そしてその桜の前で、向かい合うようにして佇む一組の男女。

少女は雄大な幹に背を預け、少年はそこから数メートル離れた場所で桜の巨木を見上げる。

元々陽が短い冬という季節。夏ならまだ夕方と呼べるこの時間帯でも、既に陽は沈みかけていた。

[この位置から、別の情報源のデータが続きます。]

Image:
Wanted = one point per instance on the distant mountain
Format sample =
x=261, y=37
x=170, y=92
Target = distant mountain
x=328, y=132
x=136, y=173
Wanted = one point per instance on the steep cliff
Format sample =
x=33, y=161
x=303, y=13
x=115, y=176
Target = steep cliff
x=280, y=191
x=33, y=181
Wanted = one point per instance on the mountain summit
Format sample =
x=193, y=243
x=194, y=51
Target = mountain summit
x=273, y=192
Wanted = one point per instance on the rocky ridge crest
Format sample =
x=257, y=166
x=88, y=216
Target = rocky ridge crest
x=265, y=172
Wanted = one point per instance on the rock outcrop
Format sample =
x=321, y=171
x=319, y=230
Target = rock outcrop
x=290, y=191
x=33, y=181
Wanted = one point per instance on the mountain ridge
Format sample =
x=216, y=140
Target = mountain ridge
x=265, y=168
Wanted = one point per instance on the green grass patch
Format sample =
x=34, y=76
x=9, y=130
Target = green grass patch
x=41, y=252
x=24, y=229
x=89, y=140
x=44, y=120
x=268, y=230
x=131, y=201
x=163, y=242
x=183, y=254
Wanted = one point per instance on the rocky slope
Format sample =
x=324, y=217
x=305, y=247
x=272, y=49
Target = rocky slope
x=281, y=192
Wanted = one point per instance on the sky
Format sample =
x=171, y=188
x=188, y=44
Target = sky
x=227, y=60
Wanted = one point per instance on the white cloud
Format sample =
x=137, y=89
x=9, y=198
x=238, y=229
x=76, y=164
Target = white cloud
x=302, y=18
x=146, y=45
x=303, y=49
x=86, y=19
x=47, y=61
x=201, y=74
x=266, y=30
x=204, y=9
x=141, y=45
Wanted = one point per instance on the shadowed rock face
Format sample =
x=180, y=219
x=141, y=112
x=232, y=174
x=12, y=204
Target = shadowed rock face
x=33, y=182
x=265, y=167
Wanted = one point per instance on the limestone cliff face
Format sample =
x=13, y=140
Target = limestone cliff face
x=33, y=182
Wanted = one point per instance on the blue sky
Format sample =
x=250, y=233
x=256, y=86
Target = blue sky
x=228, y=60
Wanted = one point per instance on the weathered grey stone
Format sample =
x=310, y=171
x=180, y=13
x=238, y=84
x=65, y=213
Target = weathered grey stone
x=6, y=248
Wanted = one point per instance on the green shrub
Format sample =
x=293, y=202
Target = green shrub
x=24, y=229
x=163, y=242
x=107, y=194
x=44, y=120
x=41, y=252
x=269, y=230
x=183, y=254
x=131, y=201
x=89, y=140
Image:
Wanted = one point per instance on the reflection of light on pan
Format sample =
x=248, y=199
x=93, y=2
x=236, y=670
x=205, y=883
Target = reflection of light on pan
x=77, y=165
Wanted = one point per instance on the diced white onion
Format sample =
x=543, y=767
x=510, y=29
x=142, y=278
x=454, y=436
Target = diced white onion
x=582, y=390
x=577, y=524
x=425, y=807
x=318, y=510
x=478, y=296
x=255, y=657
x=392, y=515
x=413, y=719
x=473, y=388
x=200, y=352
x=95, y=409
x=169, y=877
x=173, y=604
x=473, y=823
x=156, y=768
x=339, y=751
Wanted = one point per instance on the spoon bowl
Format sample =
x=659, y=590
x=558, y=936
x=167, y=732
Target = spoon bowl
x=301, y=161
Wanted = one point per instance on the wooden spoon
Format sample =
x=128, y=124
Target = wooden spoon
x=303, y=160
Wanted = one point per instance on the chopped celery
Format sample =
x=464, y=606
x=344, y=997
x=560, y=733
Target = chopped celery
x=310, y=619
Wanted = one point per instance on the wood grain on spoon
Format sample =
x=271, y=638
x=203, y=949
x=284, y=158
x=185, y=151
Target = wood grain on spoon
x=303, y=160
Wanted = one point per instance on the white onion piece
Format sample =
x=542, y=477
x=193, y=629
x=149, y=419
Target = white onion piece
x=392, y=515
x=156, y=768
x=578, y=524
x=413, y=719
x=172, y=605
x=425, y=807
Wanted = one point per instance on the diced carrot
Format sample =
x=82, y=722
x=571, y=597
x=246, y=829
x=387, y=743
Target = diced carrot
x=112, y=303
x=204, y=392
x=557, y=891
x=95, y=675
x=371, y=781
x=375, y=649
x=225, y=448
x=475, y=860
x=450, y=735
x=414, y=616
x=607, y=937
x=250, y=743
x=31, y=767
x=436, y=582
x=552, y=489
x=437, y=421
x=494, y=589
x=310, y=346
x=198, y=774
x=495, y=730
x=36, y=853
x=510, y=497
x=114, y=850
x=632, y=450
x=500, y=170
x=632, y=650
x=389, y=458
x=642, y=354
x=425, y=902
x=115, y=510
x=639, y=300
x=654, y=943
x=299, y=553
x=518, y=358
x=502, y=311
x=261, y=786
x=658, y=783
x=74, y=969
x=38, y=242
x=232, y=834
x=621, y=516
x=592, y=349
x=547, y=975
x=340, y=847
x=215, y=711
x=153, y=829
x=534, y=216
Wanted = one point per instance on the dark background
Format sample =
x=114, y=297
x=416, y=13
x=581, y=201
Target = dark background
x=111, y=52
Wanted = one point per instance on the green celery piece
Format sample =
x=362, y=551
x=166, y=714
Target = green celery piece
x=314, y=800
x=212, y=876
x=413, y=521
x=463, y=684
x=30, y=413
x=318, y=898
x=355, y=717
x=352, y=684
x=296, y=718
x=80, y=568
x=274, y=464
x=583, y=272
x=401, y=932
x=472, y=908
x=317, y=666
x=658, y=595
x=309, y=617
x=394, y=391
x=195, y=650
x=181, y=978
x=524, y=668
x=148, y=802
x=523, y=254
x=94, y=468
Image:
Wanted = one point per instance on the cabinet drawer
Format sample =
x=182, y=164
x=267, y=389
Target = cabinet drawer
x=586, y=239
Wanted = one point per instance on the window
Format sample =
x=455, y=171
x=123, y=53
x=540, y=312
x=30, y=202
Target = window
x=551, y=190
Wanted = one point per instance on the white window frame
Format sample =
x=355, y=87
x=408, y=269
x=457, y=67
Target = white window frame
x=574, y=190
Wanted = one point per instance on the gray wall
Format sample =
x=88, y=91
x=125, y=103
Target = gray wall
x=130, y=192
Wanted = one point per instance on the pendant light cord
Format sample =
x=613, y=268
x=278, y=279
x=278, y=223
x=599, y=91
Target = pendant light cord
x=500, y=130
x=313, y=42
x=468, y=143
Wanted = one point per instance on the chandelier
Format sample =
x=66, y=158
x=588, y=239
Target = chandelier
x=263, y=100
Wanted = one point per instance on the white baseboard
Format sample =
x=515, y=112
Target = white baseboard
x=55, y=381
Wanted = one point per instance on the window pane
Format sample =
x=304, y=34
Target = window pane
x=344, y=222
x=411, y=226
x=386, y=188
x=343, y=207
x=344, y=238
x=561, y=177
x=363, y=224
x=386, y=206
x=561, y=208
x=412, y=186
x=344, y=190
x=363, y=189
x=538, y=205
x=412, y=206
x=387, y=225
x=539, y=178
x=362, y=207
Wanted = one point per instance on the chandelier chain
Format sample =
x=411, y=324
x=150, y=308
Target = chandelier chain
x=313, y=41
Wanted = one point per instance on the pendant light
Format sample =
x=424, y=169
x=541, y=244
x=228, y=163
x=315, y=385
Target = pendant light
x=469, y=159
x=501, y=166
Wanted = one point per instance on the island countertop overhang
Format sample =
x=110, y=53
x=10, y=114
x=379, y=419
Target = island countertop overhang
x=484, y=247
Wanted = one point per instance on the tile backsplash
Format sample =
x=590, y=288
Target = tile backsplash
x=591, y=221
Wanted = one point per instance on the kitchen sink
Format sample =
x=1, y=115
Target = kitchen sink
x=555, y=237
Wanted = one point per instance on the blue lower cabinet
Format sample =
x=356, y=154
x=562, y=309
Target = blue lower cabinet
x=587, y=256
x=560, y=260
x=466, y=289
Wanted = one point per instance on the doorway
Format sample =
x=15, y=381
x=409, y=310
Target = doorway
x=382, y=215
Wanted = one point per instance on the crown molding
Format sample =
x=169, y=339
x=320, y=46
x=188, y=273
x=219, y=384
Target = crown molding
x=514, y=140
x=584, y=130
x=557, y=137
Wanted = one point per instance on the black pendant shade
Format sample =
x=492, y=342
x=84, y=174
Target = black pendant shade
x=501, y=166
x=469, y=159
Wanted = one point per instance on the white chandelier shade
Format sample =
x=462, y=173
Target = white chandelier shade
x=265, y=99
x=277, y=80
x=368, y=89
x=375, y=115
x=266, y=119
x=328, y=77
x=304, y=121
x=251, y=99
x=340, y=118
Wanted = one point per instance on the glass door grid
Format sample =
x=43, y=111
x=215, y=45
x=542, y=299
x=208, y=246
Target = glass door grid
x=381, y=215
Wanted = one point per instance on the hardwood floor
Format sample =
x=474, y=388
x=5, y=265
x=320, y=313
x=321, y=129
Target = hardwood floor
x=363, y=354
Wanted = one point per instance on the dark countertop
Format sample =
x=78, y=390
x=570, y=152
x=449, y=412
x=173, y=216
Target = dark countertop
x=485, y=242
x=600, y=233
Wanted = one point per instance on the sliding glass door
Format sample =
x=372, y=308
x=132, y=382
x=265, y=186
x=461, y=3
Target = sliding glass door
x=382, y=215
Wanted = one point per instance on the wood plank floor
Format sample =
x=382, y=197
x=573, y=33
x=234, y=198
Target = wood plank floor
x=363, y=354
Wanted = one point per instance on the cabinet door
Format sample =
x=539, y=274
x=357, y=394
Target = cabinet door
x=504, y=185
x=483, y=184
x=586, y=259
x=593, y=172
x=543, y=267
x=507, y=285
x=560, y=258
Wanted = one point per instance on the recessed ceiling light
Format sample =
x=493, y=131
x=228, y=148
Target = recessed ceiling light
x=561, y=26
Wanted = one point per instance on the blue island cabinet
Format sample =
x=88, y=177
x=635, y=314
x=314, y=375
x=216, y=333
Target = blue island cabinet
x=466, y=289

陽の残照と桃色の桜が織り成す光景を前に、義之がほうっと吐息を漏らす。

その吐息を合図にしたように、それまで俯いたまま何も喋ろうとしなかった音姫がようやくその口を開いた。

「ねえ、弟くん。不思議に思ったコトは無い?」

「え?」

唐突な質問。その言葉の意味が分からず、義之は音姫に視線を移すと首を傾げてみせた。

「夏でも、秋でも、冬でも・・・そして勿論春でも。一年中花びらを付ける桜たち」

「ああ・・・不思議に思ったことはあるけど。でも、もう今更だろ」

ようやく問いの意味を掴めた義之は相槌を打ちつつも、肩を竦めた。

そう、今更だ。

何せこの現象は、自分がまだ幼いときから絶え間なく続いている現象なのだから・・・。

「そうだよね。誰も不思議に思わない。むしろもう当たり前の光景となってしまっていて、もし今枯れちゃったら逆に違和感があるかもしれない」

「でもね。この桜が枯れないのは・・・ちゃんとした”理由”があるんだよ」

「え・・・」

義之はその言葉に目を見開き、音姫はそんな義之から視線を逸らすとクルリと反転し、その桜の巨木を慈しむように撫でた。

そして、昔語りが始まる。

「今からだいたい50年ほど前。この枯れずの桜は一度その花びらを散らして、そしてまた10年前に咲き誇った」

「今まで何人もの科学者が研究を重ねては挫折してきたその問題も、実はたった一言で片付いちゃうんだよ」

「・・・」

義之はゴクリと唾を飲み込み、音姫の言葉を真剣な表情で待つ。

張り詰めた空気。それを打ち消すかのように、僅かに苦笑する音姫の口から言葉が発せられた。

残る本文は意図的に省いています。